Universalité du rhinocéros

Il y a un peu plus d’un an, j’ai eu le plaisir de déjeuner en compagnie du dramaturge et comédien Pedro Romero et de Bart Vonck, poète mais aussi traducteur, à l’issue d’une rencontre que je venais d’animer sur la traduction de la poésie. Les attentats de Bruxelles n’avaient pas encore eu lieu mais nous avions ceux de Paris et de Charlie en mémoire et nous discutions de ces grands textes – poétiques ou non – qui dénoncent les totalitarismes et les fanatismes, les embrigadements et les mouvements de masse. Il m’est venu alors à l’esprit que Rhinocéros, la pièce d’Eugène Ionesco, dont j’avais souvent parlé à mes étudiants, n’avait plus été jouée chez nous depuis longtemps alors qu’elle illustrait parfaitement le propos. J’ai fait part de cette réflexion à mes compagnons. Bart a avancé l’idée que le texte était peut-être daté et nous en sommes restés à ce constat.

Au même moment, Christine Delmotte préparait la mise en scène de la pièce qui serait montée quelques mois plus tard au Théâtre des Martyrs!

Je n’ai pas eu l’occasion de la voir à ce moment-là mais j’ai réparé cela hier soir au Théâtre Jean Vilar de Louvain la Neuve où la pièce se reprenait – à guichets fermés – pour trois soirs et deux matinées scolaires ! Cerise sur le gâteau, l’exceptionnel Pietro Pizzuti, en charge du rôle principal (le personnage de Béranger), a offert à un petit nombre de privilégiés une mise en bouche d’avant spectacle en nous livrant quelques une des clés de la mise en scène épurée de Delmotte. Ne nous attardons pas sur l’argument de la pièce – Béranger assiste impuissant à la métamorphose en rhinocéros de tous ceux qui l’entourent – ni sur le sens qu’Ionesco disait y avoir mis – une métaphore du nazisme autant que du système totalitaire qui s’installait à l’époque (1959, date de création) en Roumanie – car de multiples ouvrages ont été consacrés à l’exégèse de la pièce. Bien des écrits ont analysé sa dénonciation des systèmes qui détruisent la personne au profit de la masse, sa dichotomie nature/culture, la loi morale face à la loi de la jungle ou encore le grégarisme rassurant car le troupeau est plus efficace au moment d’écraser l’individu, affaibli par sa solitude. Il est plus inquiétant de constater que, contrairement aux craintes de Bart Vonck, le texte n’est en rien daté et a pris réellement valeur universelle : la violence animale proposée par les rhinocéros nous rappelle bien des fanatismes d’aujourd’hui autour du monde…, souligne Christine Delmotte.

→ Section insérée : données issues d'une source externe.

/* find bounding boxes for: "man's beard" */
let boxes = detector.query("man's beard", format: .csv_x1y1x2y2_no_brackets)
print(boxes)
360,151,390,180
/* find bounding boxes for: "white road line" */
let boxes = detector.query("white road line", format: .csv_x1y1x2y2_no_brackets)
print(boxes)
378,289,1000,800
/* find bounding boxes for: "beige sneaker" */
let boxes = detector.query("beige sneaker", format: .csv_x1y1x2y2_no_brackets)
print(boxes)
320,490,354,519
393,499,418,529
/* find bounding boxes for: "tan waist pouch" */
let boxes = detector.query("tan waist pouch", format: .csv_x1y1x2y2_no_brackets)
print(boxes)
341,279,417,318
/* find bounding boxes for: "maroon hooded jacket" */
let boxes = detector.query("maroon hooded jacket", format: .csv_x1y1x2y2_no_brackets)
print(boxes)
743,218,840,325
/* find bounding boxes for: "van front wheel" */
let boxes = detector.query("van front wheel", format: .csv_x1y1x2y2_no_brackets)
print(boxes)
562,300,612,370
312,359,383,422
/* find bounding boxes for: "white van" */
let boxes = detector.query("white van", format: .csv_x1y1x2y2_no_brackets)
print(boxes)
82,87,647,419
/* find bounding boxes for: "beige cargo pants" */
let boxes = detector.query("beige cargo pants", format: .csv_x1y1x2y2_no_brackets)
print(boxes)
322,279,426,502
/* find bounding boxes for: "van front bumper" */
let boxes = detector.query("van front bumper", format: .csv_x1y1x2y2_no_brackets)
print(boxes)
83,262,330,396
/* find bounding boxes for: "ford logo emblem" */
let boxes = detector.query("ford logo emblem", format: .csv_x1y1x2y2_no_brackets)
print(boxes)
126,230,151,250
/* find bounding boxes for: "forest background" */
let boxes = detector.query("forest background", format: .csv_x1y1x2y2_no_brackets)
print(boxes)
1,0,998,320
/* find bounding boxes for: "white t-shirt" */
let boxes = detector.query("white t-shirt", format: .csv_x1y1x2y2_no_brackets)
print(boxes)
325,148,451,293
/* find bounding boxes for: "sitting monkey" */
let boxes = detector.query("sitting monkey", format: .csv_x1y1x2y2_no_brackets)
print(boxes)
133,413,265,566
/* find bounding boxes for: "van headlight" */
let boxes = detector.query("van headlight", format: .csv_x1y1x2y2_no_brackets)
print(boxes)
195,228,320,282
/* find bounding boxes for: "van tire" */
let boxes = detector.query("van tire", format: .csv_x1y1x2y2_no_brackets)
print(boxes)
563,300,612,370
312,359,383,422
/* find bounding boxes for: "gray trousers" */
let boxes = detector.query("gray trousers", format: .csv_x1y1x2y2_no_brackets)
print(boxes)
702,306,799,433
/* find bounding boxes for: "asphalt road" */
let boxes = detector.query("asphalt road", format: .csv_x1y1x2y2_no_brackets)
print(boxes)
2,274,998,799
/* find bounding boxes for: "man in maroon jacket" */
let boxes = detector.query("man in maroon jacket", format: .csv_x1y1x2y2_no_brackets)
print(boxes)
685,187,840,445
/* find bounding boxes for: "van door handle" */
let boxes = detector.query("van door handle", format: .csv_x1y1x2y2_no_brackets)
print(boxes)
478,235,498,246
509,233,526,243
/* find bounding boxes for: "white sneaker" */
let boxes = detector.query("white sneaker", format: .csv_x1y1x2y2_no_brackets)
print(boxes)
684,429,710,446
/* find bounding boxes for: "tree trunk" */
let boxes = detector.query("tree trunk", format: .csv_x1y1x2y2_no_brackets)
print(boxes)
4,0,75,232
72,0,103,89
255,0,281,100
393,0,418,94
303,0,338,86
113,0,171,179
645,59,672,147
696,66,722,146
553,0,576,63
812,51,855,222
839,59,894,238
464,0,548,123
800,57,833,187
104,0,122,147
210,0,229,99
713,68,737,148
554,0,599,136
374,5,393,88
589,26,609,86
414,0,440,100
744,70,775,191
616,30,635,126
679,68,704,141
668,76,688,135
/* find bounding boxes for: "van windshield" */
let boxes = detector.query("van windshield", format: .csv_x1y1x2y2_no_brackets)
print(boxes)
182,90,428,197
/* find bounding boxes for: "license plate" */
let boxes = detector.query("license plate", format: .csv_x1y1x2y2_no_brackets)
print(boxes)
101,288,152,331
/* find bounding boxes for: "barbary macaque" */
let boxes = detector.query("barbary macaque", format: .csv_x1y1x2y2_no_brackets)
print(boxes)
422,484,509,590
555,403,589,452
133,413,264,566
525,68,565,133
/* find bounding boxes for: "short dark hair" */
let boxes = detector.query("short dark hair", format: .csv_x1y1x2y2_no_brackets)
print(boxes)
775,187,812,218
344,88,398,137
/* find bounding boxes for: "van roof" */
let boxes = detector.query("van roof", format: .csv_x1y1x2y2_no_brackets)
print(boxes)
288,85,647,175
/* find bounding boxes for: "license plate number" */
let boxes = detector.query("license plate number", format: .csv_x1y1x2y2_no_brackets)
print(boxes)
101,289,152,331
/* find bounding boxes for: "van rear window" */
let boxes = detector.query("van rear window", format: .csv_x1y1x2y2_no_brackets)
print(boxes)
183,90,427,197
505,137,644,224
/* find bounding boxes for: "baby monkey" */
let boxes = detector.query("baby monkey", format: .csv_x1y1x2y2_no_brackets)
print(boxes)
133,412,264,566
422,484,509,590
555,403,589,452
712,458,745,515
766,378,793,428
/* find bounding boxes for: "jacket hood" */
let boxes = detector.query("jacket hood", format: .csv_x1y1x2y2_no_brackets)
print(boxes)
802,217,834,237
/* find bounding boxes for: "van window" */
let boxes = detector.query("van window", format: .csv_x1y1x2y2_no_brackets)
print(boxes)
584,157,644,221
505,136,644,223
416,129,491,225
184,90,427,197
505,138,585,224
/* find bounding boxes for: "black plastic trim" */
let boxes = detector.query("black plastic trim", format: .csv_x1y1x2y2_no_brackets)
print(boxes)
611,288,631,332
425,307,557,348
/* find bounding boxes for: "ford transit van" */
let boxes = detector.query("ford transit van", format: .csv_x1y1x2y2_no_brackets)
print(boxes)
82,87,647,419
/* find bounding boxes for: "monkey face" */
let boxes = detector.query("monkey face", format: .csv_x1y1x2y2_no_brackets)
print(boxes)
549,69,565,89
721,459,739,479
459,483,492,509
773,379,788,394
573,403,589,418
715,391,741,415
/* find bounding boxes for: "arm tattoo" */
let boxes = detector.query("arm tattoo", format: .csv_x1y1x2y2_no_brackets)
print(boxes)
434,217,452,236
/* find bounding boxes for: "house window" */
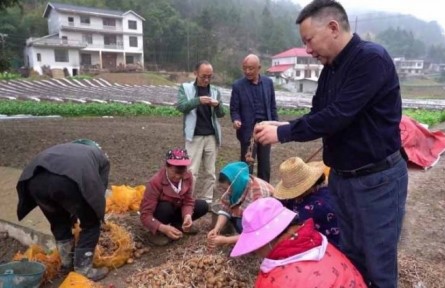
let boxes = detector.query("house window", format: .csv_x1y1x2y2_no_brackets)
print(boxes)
296,70,301,77
68,17,74,26
55,49,69,62
126,55,134,64
80,16,90,25
62,36,68,44
103,18,116,27
37,53,41,62
128,20,137,30
81,54,92,65
83,34,93,44
129,36,138,47
104,35,117,45
304,70,311,78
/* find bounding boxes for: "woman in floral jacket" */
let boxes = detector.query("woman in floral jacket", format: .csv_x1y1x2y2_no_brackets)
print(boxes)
207,161,274,249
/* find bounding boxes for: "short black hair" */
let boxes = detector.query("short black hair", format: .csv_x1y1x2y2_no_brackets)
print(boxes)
218,173,230,184
195,60,211,71
296,0,350,32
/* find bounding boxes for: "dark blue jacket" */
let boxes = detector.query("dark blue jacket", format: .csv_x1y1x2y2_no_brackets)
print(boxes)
230,75,278,144
277,34,401,170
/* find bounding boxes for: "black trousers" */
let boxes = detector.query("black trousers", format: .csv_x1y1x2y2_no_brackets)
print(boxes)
240,142,271,182
154,200,209,227
27,169,100,249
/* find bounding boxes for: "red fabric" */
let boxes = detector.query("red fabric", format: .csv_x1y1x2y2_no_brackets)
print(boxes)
400,115,445,169
255,244,366,288
267,219,322,260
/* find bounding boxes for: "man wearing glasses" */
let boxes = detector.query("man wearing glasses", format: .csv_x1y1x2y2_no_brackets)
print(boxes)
176,60,225,204
230,54,278,182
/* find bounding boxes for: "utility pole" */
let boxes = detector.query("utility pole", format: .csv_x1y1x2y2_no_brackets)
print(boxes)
187,24,190,72
354,16,358,33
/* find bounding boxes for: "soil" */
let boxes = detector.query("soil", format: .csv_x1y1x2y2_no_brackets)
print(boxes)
0,116,444,287
0,232,28,264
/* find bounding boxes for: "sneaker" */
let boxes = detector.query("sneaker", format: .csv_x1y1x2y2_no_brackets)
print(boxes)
146,233,171,246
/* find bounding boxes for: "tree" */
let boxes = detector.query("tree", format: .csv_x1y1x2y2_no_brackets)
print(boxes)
0,0,20,10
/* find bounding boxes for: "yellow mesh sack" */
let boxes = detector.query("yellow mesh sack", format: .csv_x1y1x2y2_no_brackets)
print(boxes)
13,244,61,283
73,222,133,269
59,272,103,288
105,184,145,213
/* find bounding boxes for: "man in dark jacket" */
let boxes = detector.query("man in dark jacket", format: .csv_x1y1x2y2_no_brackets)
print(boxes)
230,54,278,182
16,139,109,281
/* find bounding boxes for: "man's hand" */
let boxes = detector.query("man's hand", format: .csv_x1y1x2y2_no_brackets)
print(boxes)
199,96,213,106
254,123,279,145
233,120,242,130
182,214,193,232
259,120,289,127
159,224,183,240
210,99,220,107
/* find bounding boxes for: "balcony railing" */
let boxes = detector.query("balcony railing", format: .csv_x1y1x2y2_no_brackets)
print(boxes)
60,21,123,33
30,38,87,48
84,42,124,50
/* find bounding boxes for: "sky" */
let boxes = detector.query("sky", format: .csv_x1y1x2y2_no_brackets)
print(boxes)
294,0,445,31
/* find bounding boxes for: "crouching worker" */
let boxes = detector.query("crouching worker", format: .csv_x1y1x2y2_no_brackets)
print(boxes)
140,148,209,246
207,161,274,249
230,197,366,287
275,157,339,246
16,139,110,281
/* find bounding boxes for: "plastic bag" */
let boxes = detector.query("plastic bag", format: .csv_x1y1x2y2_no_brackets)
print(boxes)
59,272,103,288
74,222,133,269
13,244,61,283
105,185,145,213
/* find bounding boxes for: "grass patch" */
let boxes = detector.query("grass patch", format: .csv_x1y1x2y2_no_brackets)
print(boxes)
0,100,181,117
1,101,444,127
404,109,445,127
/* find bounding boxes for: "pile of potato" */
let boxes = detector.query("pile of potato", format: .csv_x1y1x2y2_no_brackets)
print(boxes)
126,241,150,264
126,254,250,288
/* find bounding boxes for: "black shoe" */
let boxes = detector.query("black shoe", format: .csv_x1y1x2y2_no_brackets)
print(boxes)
74,248,109,281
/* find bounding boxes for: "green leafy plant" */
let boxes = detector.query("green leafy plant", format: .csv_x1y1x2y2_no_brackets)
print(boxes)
0,101,181,117
0,71,21,81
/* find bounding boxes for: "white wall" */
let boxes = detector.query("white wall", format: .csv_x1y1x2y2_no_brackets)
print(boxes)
123,35,143,52
26,46,80,76
272,57,296,66
122,13,143,34
47,11,60,35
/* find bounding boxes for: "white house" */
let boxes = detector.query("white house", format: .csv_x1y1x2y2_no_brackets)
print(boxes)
393,57,424,76
24,2,145,76
266,48,323,93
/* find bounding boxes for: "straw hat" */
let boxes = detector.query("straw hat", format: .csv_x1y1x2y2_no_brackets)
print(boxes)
274,157,326,200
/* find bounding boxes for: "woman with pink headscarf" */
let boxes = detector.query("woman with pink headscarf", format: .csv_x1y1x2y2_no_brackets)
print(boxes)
231,197,366,288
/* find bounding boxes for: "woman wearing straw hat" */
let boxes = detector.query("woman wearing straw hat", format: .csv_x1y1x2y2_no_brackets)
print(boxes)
207,161,274,249
230,197,366,288
275,156,339,246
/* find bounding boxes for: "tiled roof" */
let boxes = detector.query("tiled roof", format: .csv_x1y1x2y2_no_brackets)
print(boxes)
267,64,294,73
44,2,145,20
48,2,124,16
272,48,310,59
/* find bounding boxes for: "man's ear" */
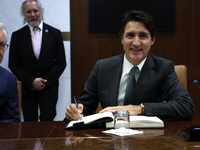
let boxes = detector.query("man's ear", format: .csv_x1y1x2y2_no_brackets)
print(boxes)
151,37,155,45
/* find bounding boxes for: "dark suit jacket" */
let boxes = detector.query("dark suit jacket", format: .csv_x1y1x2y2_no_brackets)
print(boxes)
77,53,195,121
9,23,66,95
0,66,20,122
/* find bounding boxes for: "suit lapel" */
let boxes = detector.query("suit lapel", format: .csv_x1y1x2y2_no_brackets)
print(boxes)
108,54,123,106
24,26,34,54
133,54,156,104
40,23,48,59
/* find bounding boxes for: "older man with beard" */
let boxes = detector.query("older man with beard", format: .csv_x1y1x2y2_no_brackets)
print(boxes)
9,0,66,121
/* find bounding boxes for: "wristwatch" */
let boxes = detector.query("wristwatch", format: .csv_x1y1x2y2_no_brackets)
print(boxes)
140,103,145,115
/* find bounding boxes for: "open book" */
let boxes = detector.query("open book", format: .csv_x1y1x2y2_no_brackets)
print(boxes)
106,115,164,128
65,111,164,129
65,112,113,129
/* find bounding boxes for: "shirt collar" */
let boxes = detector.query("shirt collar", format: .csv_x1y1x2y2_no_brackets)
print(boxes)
123,54,147,74
28,21,43,32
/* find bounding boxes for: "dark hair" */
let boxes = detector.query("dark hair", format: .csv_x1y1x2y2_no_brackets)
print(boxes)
119,10,156,40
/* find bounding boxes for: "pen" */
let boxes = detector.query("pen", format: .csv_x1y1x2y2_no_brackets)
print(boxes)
74,96,82,120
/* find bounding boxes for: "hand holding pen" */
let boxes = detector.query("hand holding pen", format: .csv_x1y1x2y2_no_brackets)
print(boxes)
73,97,82,120
65,97,83,121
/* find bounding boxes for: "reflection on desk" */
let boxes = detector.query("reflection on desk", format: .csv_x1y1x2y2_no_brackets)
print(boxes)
0,118,200,150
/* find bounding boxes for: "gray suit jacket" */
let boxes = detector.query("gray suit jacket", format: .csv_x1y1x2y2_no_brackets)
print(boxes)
77,53,195,120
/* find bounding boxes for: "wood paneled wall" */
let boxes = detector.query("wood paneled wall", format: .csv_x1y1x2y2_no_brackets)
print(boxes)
71,0,200,116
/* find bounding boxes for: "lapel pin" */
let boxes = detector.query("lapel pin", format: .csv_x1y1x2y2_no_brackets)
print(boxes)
45,29,48,33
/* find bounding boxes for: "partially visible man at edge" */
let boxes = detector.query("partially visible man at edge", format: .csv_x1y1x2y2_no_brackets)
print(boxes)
0,22,20,122
65,10,195,121
9,0,66,121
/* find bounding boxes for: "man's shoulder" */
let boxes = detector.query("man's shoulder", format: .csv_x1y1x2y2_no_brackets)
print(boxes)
43,23,60,32
148,54,173,65
0,66,16,80
94,54,123,71
12,25,29,36
99,54,123,63
146,54,175,73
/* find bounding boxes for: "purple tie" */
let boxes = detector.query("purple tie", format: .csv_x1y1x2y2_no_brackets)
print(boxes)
33,27,41,59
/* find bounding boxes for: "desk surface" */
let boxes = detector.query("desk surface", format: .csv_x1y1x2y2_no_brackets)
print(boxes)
0,117,200,150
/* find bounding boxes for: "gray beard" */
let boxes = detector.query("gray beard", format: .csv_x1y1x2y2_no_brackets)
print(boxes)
24,17,42,27
28,20,41,27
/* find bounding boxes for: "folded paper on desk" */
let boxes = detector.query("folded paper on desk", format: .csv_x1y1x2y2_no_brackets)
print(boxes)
65,111,164,129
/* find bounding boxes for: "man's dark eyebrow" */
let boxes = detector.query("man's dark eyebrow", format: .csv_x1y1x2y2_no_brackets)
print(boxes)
140,31,149,35
125,32,134,35
126,32,132,34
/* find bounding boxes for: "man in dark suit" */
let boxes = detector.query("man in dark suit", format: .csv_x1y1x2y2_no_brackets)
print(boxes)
65,10,194,121
0,22,20,122
9,0,66,121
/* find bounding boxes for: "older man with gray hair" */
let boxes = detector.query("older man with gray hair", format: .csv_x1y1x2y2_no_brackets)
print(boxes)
9,0,66,121
0,22,20,122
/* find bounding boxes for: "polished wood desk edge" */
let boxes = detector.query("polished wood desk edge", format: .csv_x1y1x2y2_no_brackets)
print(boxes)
0,118,200,140
1,120,200,150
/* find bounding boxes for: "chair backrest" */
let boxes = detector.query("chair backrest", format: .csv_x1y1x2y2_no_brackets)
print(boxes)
174,65,187,90
17,80,22,120
96,65,188,113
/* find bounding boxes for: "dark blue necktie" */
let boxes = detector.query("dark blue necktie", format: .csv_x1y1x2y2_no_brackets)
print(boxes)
124,66,138,105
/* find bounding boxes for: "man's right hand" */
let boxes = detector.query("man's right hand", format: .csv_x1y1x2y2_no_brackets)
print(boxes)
65,103,84,121
32,78,47,91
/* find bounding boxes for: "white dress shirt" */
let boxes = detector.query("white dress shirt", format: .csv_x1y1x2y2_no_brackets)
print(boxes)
117,54,146,106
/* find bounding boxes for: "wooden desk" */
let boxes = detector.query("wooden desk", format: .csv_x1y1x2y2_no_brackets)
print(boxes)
0,118,200,150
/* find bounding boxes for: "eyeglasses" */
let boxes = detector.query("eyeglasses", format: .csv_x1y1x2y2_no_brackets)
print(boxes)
0,42,9,51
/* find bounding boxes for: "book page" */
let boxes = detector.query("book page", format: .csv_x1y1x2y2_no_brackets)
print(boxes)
130,116,164,128
106,115,164,128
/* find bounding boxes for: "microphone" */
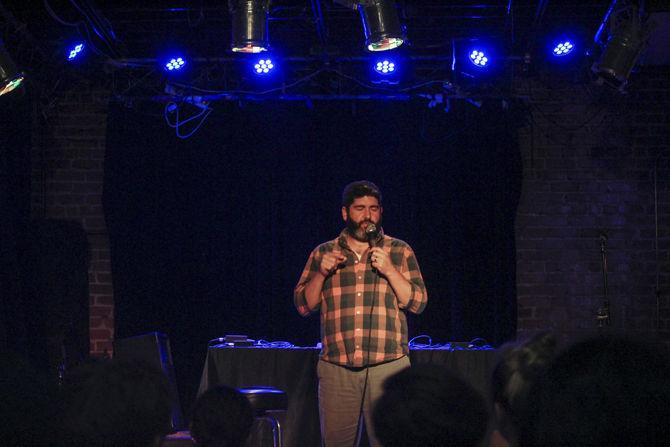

Malheur à celui qui veut conserver son originalité ! , s’exclame Béranger dans les derniers instants de la pièce avant le sursaut final de la résistance, Je ne capitule pas !.

La scénographie minimaliste de Delmotte choisit de poser les acteurs sur un plateau nu et blanc, où quatre projecteurs mobiles délimitent les espaces, de la place du village à la chambre confinée de Béranger. C’est probablement cette nudité qui rend plus impressionnante encore la rhinocérite exprimée par un recours au gum-boot, danse traditionnelle des mineurs d’Afrique du Sud, ou au body-claping, ainsi qu’à l’argile verte qui recouvre les corps comme une carapace. L’avancée des rhinocéros, dans une semi pénombre, où ne résonnent que les claques assénées sur les corps et les pieds qui frappent le sol, est époustouflante et coupe le souffle. Un usage intéressant de la vidéo, un travail des lumières particulièrement raffiné, des scènes où la langue devient comme une musique sur laquelle dansent des acteurs parfaits dans leur lente transformation, et le jeu de Pizzuti – qui propose un Béranger à la fois incrédule et désorbité -, tout cela prouve que Delmotte a compris la leçon et se saisit de l’originalité comme d’un étendard de résistance.

 

La pièce sera reprise au cours de la saison prochaine au Théâtre des Martyrs à Bruxelles. A ne pas rater, donc.